I am trying to develop an application that activates CUPTI’s activity api in the main thread, and then creates a child thread that CUDA code is run within. The child thread is an external application invoked through Boost’s system call. The CUPTI activity API is not picking up any GPU activity in the child process - is there a way to configure CUPTI to pick up GPU activity from the child thread?
Activating CUPTI’s activity APIs in the main thread enables profiling of the main thread as well as all of its child threads. In the scenario when main thread creates a new process (for example using fork), profiling won’t happen for the new process. Does the later apply for your use case?
To pick up GPU activity in the new process, you can either have CUPTI APIs as part of the application code or inject CUPTI based profiling library into the application process.
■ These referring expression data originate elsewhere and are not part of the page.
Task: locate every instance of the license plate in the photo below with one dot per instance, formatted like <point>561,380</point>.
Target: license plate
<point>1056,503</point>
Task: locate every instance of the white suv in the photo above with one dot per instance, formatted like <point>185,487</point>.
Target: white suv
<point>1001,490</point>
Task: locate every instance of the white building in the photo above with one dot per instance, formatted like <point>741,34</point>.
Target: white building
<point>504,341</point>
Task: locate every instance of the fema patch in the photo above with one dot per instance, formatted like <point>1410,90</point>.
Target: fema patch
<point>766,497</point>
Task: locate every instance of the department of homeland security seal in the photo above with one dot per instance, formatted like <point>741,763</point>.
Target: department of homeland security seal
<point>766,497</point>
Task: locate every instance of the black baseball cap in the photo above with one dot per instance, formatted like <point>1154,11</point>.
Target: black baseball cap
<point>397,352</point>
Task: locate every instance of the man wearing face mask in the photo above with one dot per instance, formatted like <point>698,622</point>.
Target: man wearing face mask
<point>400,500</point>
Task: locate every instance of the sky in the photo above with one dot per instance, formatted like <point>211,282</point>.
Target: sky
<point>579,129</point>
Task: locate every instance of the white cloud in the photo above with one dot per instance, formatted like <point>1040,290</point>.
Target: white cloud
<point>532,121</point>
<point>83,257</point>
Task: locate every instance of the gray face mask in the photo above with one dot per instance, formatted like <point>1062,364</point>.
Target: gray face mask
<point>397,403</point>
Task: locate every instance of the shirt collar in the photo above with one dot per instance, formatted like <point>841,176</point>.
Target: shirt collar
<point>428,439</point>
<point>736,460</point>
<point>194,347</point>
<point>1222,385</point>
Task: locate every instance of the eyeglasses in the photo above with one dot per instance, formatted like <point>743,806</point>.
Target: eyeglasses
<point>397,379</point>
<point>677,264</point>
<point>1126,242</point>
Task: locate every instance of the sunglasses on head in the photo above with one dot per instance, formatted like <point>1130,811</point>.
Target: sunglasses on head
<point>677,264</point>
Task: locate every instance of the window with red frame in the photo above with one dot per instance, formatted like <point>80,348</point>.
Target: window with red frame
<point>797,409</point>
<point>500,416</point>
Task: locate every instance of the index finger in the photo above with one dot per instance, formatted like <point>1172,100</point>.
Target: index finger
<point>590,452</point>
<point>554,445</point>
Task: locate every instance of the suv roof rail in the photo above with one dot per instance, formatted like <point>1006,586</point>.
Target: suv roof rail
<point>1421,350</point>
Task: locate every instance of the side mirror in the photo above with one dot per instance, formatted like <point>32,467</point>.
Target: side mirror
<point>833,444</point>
Correct, nvprof uses CUPTI under the hood. But CUPTI doesn’t provide the support for the child process profiling. It’s the responsibility of the CUPTI client to implement this support.
Thanks for your quick update. Base on those information, I am curious about how to using CUPTI to profiling GPU events for cuda executable? Say, when I using nvprof profiling cuda executable like below, I can get events information for both kernel. I know how to implement this with CUPTI client, but I don’t know how could I implement a tool which using CUPTI and can get GPU events for cuda executable…
nvprof -e fb_subp0_read_sectors ./concurrentKernels
[./concurrentKernels] - Starting…
==8361== NVPROF is profiling process 8361, command: ./concurrentKernels
GPU Device 0: “GeForce GTX 1050” with compute capability 6.1
Detected Compute SM 6.1 hardware with 5 multi-processors
Expected time for serial execution of 8 kernels = 0.080s
Expected time for concurrent execution of 8 kernels = 0.010s
Measured time for sample = 0.113s
Test passed
==8361== Profiling application: ./concurrentKernels
==8361== Profiling result:
==8361== Event result:
Invocations Event Name Min Max Avg Total
Device “GeForce GTX 1050 (0)”
Kernel: sum(long*, int)
1 fb_subp0_read_sectors 100 100 100 100
Kernel: clock_block(long*, long)
8 fb_subp0_read_sectors 112177 179004 153147 1225177
User can develop a profiling tool like nvprof by writing a CUPTI based shared library. This library needs to enable the appropriate CUPTI activities using the API cuptiActivityEnable() for tracing information, or call events/metrics API for profiling the GPU performance characteristics. For more control over the profiling session, user can use the CUPTI Callback API to register a callback into his code. Your callback will be invoked when the application being profiled calls a CUDA runtime or driver function, or when certain events occur in the CUDA driver. Refer CUPTI samples callback_event and callback_metric for the usage of CUPTI events and metrics APIs respectively.